Statewide harvest well above last year’s pace so far
Most of Alaska’s sockeye and chum salmon fisheries are winding down while pinks are in full swing, according to weekly updates by the Alaska Dept. of Fish and Game. The harvest to date of over 160.8 million salmon is well above last year at this time due to strong chum and odd-year pink salmon catches.
The statewide sockeye salmon harvest has exceeded the preseason forecast of 48 million fish, nearing 49 million by August 15.
The harvest of just over 15.3 million chum salmon is nearing the projected forecast of 16 million fish and may reach that number “depending on the strength of later-returning stocks and late-season fishery participation,” ADF&G said.
The chum (keta) harvest is up 54% year over year because of the strength of the July harvest, but the pace has been dropping off in recent weeks.
The total Alaska pink salmon harvest has topped 95.4 million fish out of a forecasted 122 million humpies for the 2023 season. Most of the catch has come from Prince William Sound which was approaching 42 million pinks.

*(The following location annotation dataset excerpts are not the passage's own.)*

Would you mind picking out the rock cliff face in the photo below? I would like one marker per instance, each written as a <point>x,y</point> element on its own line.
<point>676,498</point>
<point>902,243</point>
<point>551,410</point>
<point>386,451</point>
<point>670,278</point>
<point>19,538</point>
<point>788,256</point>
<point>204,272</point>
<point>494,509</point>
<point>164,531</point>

At Southeast, the updated pink salmon harvest prediction was dropped slightly to 56 million fish, which is still almost triple the preseason forecast of 19 million pinks. But that mark could come up short.
In a weekly summary, state managers said an abundance of later than normal fish has showed up in northern fishing regions. “With the smaller than average fleet size and processor capacity limitations, a harvest of over 50 million pink salmon is unlikely at this point in the season,” ADF&G said. By August 15, the Southeast pink catch totaled 34.536 million fish.
Early season coho salmon harvests totaling 963,000, with the peak of that fishery yet to arrived. That total so far is up 41% year-over-year, but down 16% from the five-year-average harvest, reported the weekly bulletin by the Alaska Seafood Marketing Institute compiled by the McKinley Research Group.
State managers are predicting a total 2023 Alaska commercial salmon catch of nearly 190 million fish, a 16% increase from the 163 million taken in 2022.
The exvessel, or dockside, value of Alaska’s 2022 salmon fishery topped $720 million, compared to about $644 million for the 2021 fishery.